395 – Remove “on actin itself”. It is used earlier in the sentence.
396 – Reword “Research for a long time rather focused” to “Most previous research has focused”.
398 – “actins” should be actin’s or reword to “post-translational modification of actin”.
405 – “exchanges” could be reworded to “mutations”.
408 – “rather organelle-specific” could be reworded to “specifically”.
410 – Insert “to determine” between “interest” and “how”.
412-13 – Section title could be reworded to “Arginine methylation of Actin Cytoskeletal Effectors Controls Neuro-morphogenesis”
416 – Reword “mean in” to “way of”.
428 – Remove “Inhibition of methylation” as it is redundant.
430 – Remove “specifically” or move to before “promoted”.
436 – Comma after “activity”
438 – Switch “Molecular mechanistic” to “Mechanistic molecular”.
440-41 – Unclear why “specifically” is present. Do the authors mean either arginine methylation by AMI-1 OR knocking down PRMT2 “severely diminished Cobl’s ability to associate with actin?
475-76 – Sentence is unclear. Are the authors saying it will be key to identify further cytoskeletal targets of arginine methylation to determine if this posttranslational modification is an important mechanism of functional control?

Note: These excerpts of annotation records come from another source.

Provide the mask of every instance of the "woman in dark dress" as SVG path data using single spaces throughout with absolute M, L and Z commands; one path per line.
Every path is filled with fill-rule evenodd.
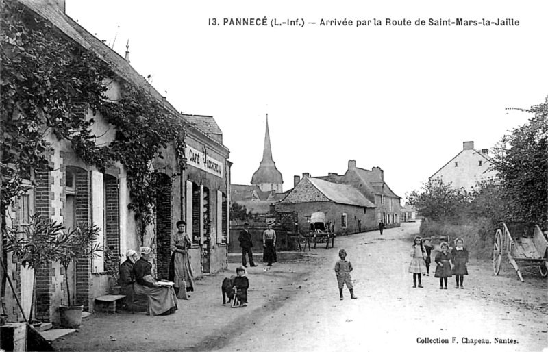
M 263 261 L 268 262 L 268 266 L 276 262 L 276 231 L 272 229 L 272 225 L 268 225 L 268 229 L 262 233 L 262 246 L 264 247 Z
M 451 257 L 453 260 L 453 275 L 455 275 L 455 281 L 457 286 L 455 288 L 464 288 L 462 281 L 464 280 L 464 275 L 468 275 L 468 250 L 464 248 L 464 240 L 462 237 L 458 237 L 455 240 L 455 248 L 451 251 Z
M 190 266 L 190 255 L 188 249 L 192 241 L 185 232 L 186 223 L 182 220 L 177 222 L 178 231 L 173 235 L 173 245 L 171 250 L 171 260 L 169 262 L 168 279 L 175 284 L 173 288 L 177 298 L 188 299 L 187 292 L 194 291 L 194 275 Z

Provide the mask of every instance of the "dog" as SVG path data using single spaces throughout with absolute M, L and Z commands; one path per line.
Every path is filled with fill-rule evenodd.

477 - Switch “molecular mechanistic” to “mechanistic molecular” or just remove “mechanistic”.
484 – Remove “rather”.
487-88 – End sentence at “modifications” and start final sentence with “For example,”.
Author Response
Please see the attachment.
Author Response File: Author Response.pdf
Round 2
Reviewer 1 Report
The author's of this manuscript have satisfactorily addressed comments from the previous review. There is one suggestion regarding the following point on a reference pertaining to PRMT7.
From Response:
"Point 5: Line 227-8: provide reference for PRMT7 catalytically inactive parts.
"Response 5: We considered the C terminal part of PRMT7 as catalytically inactive because important glutamates conserved in other PRMTs seem to be absent. To our knowledge there is, however, no literature that would explicitly experimentally prove that the C terminal part of PRMT7 indeed is catalytically inactive.
"This may anyway be difficult, as the catalytic activity of PRMT7 was reported as not very high and certainly only a fraction of the PRMT7 substrates have been identified up to today. We therefore modified the description in the legend of figure 2 and hope that this appropriately addresses the concerns indicated by the reviewer."
Reviewer's response: In Miranda et al. (2004) JBC 279: 22902-22907, the authors performed a UV cross linking experiment that showed the N-terminus capable of UV cross-linking to SAM, whereas the C-terminus was not able, suggesting that enzymatic activity comes from the N-terminus since SAM binding is a prerequisite for methylation activity.
Author Response
The additional reference suggested by the reviewer has been added. Thank you for this information on PRMT7 SAM binding.